In the Indonesian Archipelago there are three islands that are known to produce world class coffee. These single origin coffees are distinctively spicy, lightly acidic, with deep tones which produces a vivacious, earthy, and rich flavor. Asian coffee growing business was strongly correlated with the spice trade of India. Arabian traders from Yemen during the 1600’s introduced the coffee bean to Indonesia, and after that, the Dutch colonials started coffee plantations and included coffee business alongside their spice trade with Europe.
The Island of Java is where the Dutch first began production and trade in the mid 17th Century resulting in a universal name for coffee. The phrase “cup of java” is used for any coffee varietals. The other two coffee producing islands are Sumatra and Sulawesi, or Celebes which was the former name. Celebes Kalossi is an excellent quality gourmet coffee because of its elegance which is set apart from other Indonesian coffee.
Sumatra has two major growing regions: Mandheling and Lintong. Sumatran beans are very powerful and particularly the coffee beans that are originated from Mandheling, which are said by connoisseurs, to be the world’s most full bodied coffee. Like India, Indonesia is expected to produce a lighter colored bean with a spicy flavor. This, of course, is because of the same climatic conditions.
The topography and the climate conditions in the Asian pacific are a perfect picture of green volcanic mountains engulfed with rain and humid environment, which are ideal elements for growing fine coffee. These ideal elements of growing coffee will further enhance the quality of coffee when stored together with spices in a high humidity warehousing that produces cross contamination and providing spicy flavor with low acidity coffee.

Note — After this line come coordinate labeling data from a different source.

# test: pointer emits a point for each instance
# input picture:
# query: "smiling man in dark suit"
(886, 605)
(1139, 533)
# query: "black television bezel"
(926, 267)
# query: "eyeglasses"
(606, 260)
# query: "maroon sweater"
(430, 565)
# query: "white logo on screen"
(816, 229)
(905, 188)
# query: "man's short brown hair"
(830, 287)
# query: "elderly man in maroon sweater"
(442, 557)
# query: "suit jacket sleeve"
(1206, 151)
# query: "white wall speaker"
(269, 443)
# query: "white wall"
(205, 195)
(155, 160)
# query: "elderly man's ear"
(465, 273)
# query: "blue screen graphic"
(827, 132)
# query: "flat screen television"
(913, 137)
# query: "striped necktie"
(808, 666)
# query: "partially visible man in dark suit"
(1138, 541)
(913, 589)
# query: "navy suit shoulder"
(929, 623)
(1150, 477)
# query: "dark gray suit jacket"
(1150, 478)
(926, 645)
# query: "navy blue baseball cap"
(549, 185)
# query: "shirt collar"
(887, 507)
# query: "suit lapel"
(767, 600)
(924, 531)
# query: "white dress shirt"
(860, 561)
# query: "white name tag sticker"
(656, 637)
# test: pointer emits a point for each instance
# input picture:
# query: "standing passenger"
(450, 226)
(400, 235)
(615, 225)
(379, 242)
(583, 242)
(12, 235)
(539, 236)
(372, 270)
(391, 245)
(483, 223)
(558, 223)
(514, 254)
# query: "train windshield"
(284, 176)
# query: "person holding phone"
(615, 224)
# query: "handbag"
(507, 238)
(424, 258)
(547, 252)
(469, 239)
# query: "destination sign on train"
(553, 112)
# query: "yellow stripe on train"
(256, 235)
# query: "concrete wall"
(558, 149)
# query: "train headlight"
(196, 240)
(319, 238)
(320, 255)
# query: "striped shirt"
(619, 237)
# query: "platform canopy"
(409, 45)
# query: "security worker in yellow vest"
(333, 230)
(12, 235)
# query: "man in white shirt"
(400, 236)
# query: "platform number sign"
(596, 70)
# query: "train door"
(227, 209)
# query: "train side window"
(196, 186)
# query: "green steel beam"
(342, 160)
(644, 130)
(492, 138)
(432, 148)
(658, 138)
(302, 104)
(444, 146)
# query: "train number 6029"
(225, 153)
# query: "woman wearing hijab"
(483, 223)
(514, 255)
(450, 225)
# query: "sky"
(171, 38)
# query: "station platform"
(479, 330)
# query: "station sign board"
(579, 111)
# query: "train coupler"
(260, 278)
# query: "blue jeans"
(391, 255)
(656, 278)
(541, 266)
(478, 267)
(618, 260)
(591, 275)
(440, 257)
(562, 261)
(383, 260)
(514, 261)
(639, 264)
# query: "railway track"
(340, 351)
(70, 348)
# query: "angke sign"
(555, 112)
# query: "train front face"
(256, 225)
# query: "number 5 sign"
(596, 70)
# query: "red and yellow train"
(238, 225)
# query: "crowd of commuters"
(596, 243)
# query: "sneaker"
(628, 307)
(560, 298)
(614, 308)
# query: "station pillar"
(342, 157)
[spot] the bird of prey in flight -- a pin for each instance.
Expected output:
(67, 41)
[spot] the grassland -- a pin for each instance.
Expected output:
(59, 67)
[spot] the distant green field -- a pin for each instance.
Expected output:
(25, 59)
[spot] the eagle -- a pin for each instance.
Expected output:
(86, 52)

These storage areas are designed to be covered from direct rain but side open to allow monsoon winds carrying moisture to mingle flavor of spice with coffee and give coffee the flavor which is famous for.
Until lately, the government of Indonesia used to store the coffee beans for aging process in open warehouses for more than a year. This storing method resulted in less sought after flavors in coffee. As a result, popularity for the unique, aged flavor dropped, although it is still produced. Aged coffee is labeled “Old Government”, “Old Brown”, or “Old Java”. Coffee loses acidity and gains body with age, depending on the manner in which it was stored. Most coffees are roasted light to medium for exceptional flavor. Certain coffees, however, tolerate more heat than others and some coffee beans excel in dark roast. These types of coffee are exhibited in the quality of Espresso and Dark Roast Category.